Robert Byrd might have believed these to be lies (at the time no one knew for sure) but he did not call them such. He did not call Bush a “liar.” Instead, he expressed his doubts with dignity, respect, factually, calmly. He stated his concern for going to war for the wrong reasons and, more importantly, for the lack of engagement of the US Senate itself in the act of allowing the president to bring forth a war upon our American people, wanted or not, without questioning, without consideration in the public sphere which was, he believed, to be its most important duty. He pointed out the failure of the Senate to itself. And his colleagues on both sides of the isle still respected him for it afterwards.

The debate Byrd chastised the Senate for not having finally occurred about one month later – almost too late. In his second anti-war speech
Byrd took the podium on March 19, 2003. Byrd waited for order. He requested order. He waited again. Then he began. He proceeded to lay out his case against the war methodically. Once more without making the issue personal nor partisan. Without praising one party over the other. Without a hint of self-righteousness so prevalent in today’s divisive Senate speeches. It was a well-mannered rebuttal of readily accepted miscalculations.

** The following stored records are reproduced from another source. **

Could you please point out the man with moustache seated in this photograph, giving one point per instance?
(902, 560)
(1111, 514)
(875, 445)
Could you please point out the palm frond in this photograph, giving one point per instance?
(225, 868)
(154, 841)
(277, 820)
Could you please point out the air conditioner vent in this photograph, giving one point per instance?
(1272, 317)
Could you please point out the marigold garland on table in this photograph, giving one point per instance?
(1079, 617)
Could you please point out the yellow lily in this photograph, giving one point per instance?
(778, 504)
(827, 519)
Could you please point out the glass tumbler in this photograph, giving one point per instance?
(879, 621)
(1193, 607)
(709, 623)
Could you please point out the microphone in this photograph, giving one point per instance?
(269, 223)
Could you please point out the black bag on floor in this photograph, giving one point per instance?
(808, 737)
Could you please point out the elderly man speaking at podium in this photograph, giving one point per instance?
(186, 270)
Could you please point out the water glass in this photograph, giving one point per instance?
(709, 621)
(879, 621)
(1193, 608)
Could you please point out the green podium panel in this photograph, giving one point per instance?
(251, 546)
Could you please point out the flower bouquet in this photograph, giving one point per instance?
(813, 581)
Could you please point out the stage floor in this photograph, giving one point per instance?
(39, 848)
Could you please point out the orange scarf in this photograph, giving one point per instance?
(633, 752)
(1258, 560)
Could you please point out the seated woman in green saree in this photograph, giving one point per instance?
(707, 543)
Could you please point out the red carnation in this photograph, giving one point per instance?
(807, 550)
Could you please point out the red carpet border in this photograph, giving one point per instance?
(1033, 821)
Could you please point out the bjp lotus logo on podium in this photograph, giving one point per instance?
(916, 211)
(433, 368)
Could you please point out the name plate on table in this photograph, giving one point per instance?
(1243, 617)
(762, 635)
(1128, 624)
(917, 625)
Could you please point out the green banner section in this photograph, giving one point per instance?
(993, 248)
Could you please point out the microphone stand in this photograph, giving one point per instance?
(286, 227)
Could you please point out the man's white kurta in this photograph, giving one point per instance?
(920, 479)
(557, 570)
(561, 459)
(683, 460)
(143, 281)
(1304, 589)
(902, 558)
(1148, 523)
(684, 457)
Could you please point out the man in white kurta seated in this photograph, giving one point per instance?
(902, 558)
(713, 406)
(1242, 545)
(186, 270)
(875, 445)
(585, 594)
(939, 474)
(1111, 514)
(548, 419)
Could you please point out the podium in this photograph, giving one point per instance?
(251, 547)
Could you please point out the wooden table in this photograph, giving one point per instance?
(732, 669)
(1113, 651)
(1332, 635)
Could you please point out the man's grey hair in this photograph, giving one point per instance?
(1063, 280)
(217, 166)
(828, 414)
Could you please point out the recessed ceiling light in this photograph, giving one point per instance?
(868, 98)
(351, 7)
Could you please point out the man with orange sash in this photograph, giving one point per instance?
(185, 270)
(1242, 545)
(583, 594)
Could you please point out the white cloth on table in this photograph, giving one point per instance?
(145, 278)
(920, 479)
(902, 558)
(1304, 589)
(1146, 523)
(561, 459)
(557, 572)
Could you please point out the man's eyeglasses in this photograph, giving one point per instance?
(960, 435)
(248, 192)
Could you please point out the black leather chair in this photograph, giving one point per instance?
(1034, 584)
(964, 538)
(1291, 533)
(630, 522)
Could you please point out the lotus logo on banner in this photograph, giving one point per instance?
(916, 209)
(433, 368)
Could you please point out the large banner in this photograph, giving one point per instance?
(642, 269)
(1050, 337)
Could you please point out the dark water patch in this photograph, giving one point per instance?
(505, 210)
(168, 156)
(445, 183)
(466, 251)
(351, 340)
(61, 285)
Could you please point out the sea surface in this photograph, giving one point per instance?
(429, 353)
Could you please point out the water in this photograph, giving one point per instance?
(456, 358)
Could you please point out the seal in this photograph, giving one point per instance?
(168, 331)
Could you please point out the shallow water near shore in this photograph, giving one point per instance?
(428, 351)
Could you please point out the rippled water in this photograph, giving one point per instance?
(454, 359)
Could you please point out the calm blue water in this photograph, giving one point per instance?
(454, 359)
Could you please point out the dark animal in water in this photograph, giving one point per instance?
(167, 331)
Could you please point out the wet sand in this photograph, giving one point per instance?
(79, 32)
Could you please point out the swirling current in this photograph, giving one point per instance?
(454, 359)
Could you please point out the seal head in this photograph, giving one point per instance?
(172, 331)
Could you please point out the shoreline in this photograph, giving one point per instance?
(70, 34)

He was right, of course, in both speeches. History has proven his reasoned approach to have been the path we should have chosen. But being right wasn’t the point today. This nation didn’t honor Robert Byrd today because he was right any more than it would dishonor him today because he was
once a fierce segregationist.

This nation honored him today – or should have honored him today – because he was the last of his kind. He was the final bastion of a by-gone era when our political process was about policy and not popularity, when it was about following the constitution rather trying to reshape or reinterpret it, and when leaders did not necessarily follow the whims of the pollsters. They led.

buried him today, only the second Senator to lie in repose in the Senate chambers during my lifetime. The last Statesman of American politics. It is all “Hollywood” now.

Late Note: As of this post, the link to Byrd's February 2003 speech has received less than 300 views. The March speech has about 39,000 views. But, his catchy use of the term "
white nigger" during a television interview has been seen over 1.1 million times. This overwhelming preference of the youtube viewership substantiates the American public's fascination with the catchy sound bite over substantive discourse. We get what we want as a people. And what we want is to hear our would-be statesmen make sensational quips rather than listen to the very reasoning they might offer on occasion for the construction or deconstruction of public policy. Not a strong sign of a vital democracy.